README for Text::Positional::Ngram

Text::Positional::Ngram is a perl module to determine variable length non-contiguous and contiguous ngrams from large corpora.

The module:

  1. Provides an easy to use interface to determine ngrams from a corpus. Some of the basic functionality include:

REQUIREMENTS

This module REQUIRES that the following software be download and installed.

--Programming Languages
Perl (version 5.8.5 or better)

INSTALLATION

There are multiple ways to install this package.

  1. You can use CPAN.pm to install Text::Positional::Ngram.

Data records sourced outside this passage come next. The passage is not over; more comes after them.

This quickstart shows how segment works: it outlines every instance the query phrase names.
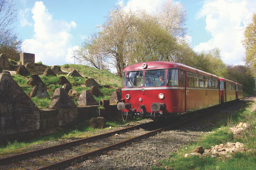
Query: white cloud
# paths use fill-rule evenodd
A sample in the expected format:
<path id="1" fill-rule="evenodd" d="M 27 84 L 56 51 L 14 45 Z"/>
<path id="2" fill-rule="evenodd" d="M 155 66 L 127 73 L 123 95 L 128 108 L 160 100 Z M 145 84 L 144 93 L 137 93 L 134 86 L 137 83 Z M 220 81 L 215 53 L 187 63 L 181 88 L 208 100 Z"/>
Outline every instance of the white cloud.
<path id="1" fill-rule="evenodd" d="M 29 22 L 27 18 L 29 16 L 29 14 L 30 12 L 30 9 L 26 8 L 24 10 L 21 9 L 19 12 L 19 20 L 20 20 L 20 24 L 22 27 L 26 26 L 32 26 L 32 23 Z"/>
<path id="2" fill-rule="evenodd" d="M 73 37 L 70 32 L 76 24 L 54 20 L 41 1 L 35 3 L 32 13 L 34 34 L 33 38 L 22 42 L 23 51 L 35 54 L 35 62 L 50 65 L 64 64 L 72 47 Z"/>
<path id="3" fill-rule="evenodd" d="M 218 47 L 225 63 L 244 63 L 245 50 L 241 42 L 243 29 L 256 8 L 256 1 L 253 0 L 205 0 L 197 17 L 205 17 L 205 29 L 213 37 L 200 43 L 195 50 L 207 51 Z"/>
<path id="4" fill-rule="evenodd" d="M 159 6 L 164 0 L 129 0 L 124 7 L 125 10 L 131 9 L 136 10 L 138 9 L 145 10 L 148 13 L 154 12 L 156 8 Z"/>

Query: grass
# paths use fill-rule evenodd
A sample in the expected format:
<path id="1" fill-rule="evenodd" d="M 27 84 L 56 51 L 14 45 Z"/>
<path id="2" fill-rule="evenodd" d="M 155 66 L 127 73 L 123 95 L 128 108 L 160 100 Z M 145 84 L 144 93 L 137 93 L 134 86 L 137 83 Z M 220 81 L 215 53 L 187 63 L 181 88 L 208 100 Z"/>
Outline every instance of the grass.
<path id="1" fill-rule="evenodd" d="M 75 69 L 83 76 L 93 78 L 100 85 L 111 85 L 116 87 L 122 85 L 122 79 L 107 70 L 101 70 L 87 65 L 65 64 L 61 66 L 61 69 L 70 71 Z"/>
<path id="2" fill-rule="evenodd" d="M 96 77 L 95 79 L 101 85 L 110 85 L 116 87 L 120 87 L 122 82 L 122 79 L 120 77 L 118 77 L 107 71 L 99 70 L 96 68 L 83 65 L 65 65 L 62 67 L 67 70 L 73 69 L 74 68 L 77 69 L 78 70 L 82 72 L 84 74 L 87 75 L 87 76 L 90 76 L 93 78 L 95 78 L 93 76 L 96 76 Z M 90 90 L 90 87 L 81 86 L 81 85 L 87 80 L 87 78 L 64 76 L 63 75 L 58 75 L 56 76 L 39 76 L 41 79 L 46 85 L 49 96 L 45 99 L 40 99 L 36 97 L 34 97 L 31 99 L 32 101 L 39 108 L 45 108 L 49 107 L 51 99 L 53 95 L 55 89 L 57 88 L 61 88 L 62 87 L 62 85 L 57 85 L 58 81 L 61 76 L 64 76 L 71 84 L 72 88 L 80 94 L 83 90 Z M 29 80 L 30 76 L 26 77 L 18 74 L 15 74 L 12 75 L 12 76 L 15 81 L 17 82 L 24 91 L 25 93 L 28 95 L 32 88 L 32 86 L 27 85 Z M 113 88 L 99 88 L 99 90 L 103 94 L 104 96 L 98 97 L 94 96 L 96 101 L 99 103 L 102 99 L 109 99 L 112 93 L 115 91 Z M 73 102 L 76 105 L 78 105 L 77 99 L 75 99 Z"/>
<path id="3" fill-rule="evenodd" d="M 251 112 L 250 102 L 244 108 L 233 114 L 228 120 L 224 120 L 213 130 L 215 133 L 202 136 L 201 139 L 184 146 L 177 153 L 172 153 L 170 158 L 161 161 L 158 166 L 152 170 L 253 170 L 256 167 L 256 111 Z M 249 123 L 252 128 L 243 132 L 241 137 L 234 139 L 233 134 L 228 132 L 229 128 L 234 127 L 239 122 Z M 219 129 L 220 128 L 220 129 Z M 196 146 L 202 146 L 204 149 L 210 148 L 212 146 L 225 144 L 227 142 L 239 142 L 245 144 L 247 150 L 254 150 L 250 153 L 235 153 L 231 154 L 232 159 L 224 160 L 210 156 L 201 158 L 192 156 L 184 158 L 185 153 L 192 152 Z"/>
<path id="4" fill-rule="evenodd" d="M 106 128 L 109 126 L 114 127 L 118 125 L 126 124 L 131 122 L 140 120 L 140 118 L 136 120 L 128 121 L 126 122 L 122 121 L 107 121 L 106 122 Z M 47 141 L 56 141 L 59 139 L 76 139 L 86 138 L 92 135 L 88 132 L 93 132 L 99 130 L 99 129 L 93 129 L 90 126 L 88 121 L 85 120 L 83 122 L 79 123 L 73 130 L 68 131 L 63 130 L 55 134 L 49 135 L 44 136 L 40 136 L 27 141 L 20 142 L 15 141 L 13 142 L 8 142 L 6 144 L 0 145 L 0 157 L 5 157 L 10 153 L 17 153 L 27 150 L 28 148 L 33 144 L 43 143 Z"/>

    To install type the following:

perl -MCPAN -e 'install Text-Positional-Ngram'

2. Or you can install this yourself.

To install this module type the following:

      perl Makefile.PL
      make
      make test
      make install

PROGRAM :

text-positional-ngram-driver.pl

This program takes as input a flat ASCII text file and outputs all Ngrams, or token sequences of length 'n', where the value of 'n' can be decided by the user, and the frequency of the ngram.

Using text-positional-ngram-driver.pl

The most basic way of running this program is the following:

% text-positional-ngram-driver.pl output.txt input.txt

            where input.txt is the input text file in which to find 
            the Ngrams and output.txt is the output file into which 
            count.pl will put all the Ngrams with their frequencies. 

Changing the Length of Ngrams

        The default ngram size is 2. This can be changed by using
        the parameter option --ngram N, where N is the number of
        tokens in each ngram. For example, to find all the trigrams
        in the file input.txt, you would running program:    
         
             %count.pl --ngram 3 output.txt input.txt

Using User-Provided Token Definitions:

The default token definitions are:

        \w+         -> this matches a contiguous sequence of 
                       alpha-numeric characters

        [\.,;:\?!]  -> this matches a single punctuation mark

        The default token definitions can be over-ridden by using 
        the option:
        
             --token FILE 
        
        where FILE is the name of the file containing the regular 
        expressions on which the token definitions will be based. 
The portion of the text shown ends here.